Ugh, I love thinking about James. Thanks for this.
Interesting! Was it the LRB piece by chance?
Colin Burrow on The Prefaces? I know this argument's been knocking around in my head for a few years, so I must've read it somewhere else, but yeah, there's significant overlap there. And I think Burrow is right about the convolutions of style as an orientation toward 'grubby' reality and basically a form of modernism. But whereas Joyce is protean, James's late style feels so particularly his to me. I always think of William's letters, beseeching his brother to write more clearly and plainly. Like, Henry James knew people hated his prose style, but he couldn't or wouldn't go back to more straightforward sentences! I mean, damn.
Anyway, if I think of the other text, I'll update my comment!
Where were you when I was in college? Oh, right. About twenty years shy of birth.
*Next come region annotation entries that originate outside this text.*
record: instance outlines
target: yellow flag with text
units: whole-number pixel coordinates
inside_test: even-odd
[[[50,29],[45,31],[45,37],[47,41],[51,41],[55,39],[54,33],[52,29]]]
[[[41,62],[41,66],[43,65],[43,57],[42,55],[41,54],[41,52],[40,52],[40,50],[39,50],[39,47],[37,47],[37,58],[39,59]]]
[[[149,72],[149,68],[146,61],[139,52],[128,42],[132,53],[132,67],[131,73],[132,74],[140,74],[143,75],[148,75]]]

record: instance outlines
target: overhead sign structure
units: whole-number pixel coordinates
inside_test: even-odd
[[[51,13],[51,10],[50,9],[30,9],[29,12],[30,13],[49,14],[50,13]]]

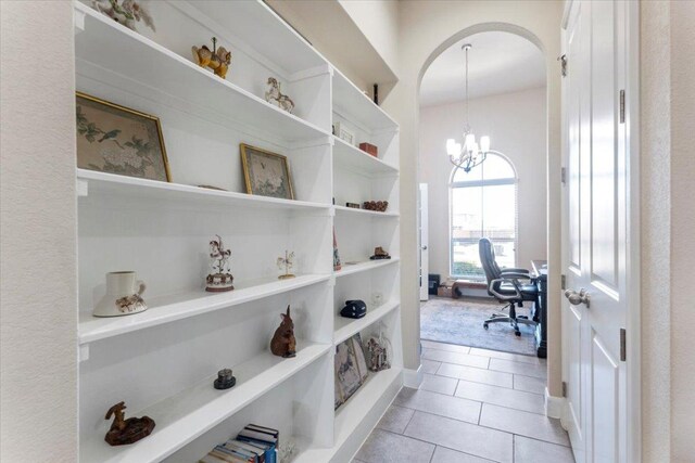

Keep them coming so we can all think of literature anew.
I suppose technically "A Day In The Life" is not literature. But we do not really see the singer thinking or talking very much over the course of those 3 minutes. Dave Marsh saw the same phenomenon with Elvis Costello's "Less Than Zero" where the singer is deliberately not thinking very much but he shows you the kind of non-thinking that is going on around him.
I wonder if the narrator of Eimear McBride's A GIRL IS A HALF-FORMED THING might be an example of one such character done well? I haven't read the novel in ages, but I recall her as having a primarily sensory experience of the world, conveyed largely through sentence fragments. When she does speak, I believe it is often just in single-word sentences. I will have to revisit this one to see if my memory serves me correctly. Thanks for this excellent conversation.
I'm curious if your student is sort of like... at step 0 of what Rachel "I don't believe in character" Cusk is trying to get at. Does that leave you with just feeling and sensation, or is the character not a body either? I'm with you, a character who doesn't think or talk is not a character, merely EarthCam, just recording.
Congratulations on having such an interesting and erudite crop of readers. The one novel of James that I have loved is Portrait of a Lady. Talk about a woman trapped in a predatory relationship and rendered powerless by her adherence to social conventions ...
Man, I would be scandalized too if someone hypothesized a first person POV of a character who doesn’t think or talk much. What would the point of that be? First person has a purpose as a tool. I mean, I want all my POVs to have a shitton of interiority—not just first person. But damn. You don’t pick up a wrench when you’re not going to use a wrench.
Haha, I think it’s an interesting question! In part because it’s so scandalizing. Like, what WOULD such a thing look like. And what would it be for? I am still turning it over.
I have a friend who apparently doesn’t think in full sentences. Like he says the way his brain works he doesn’t have an internal monologue or much phantasia at all. So maybe it would be for a person like him? If he wasn’t extroverted?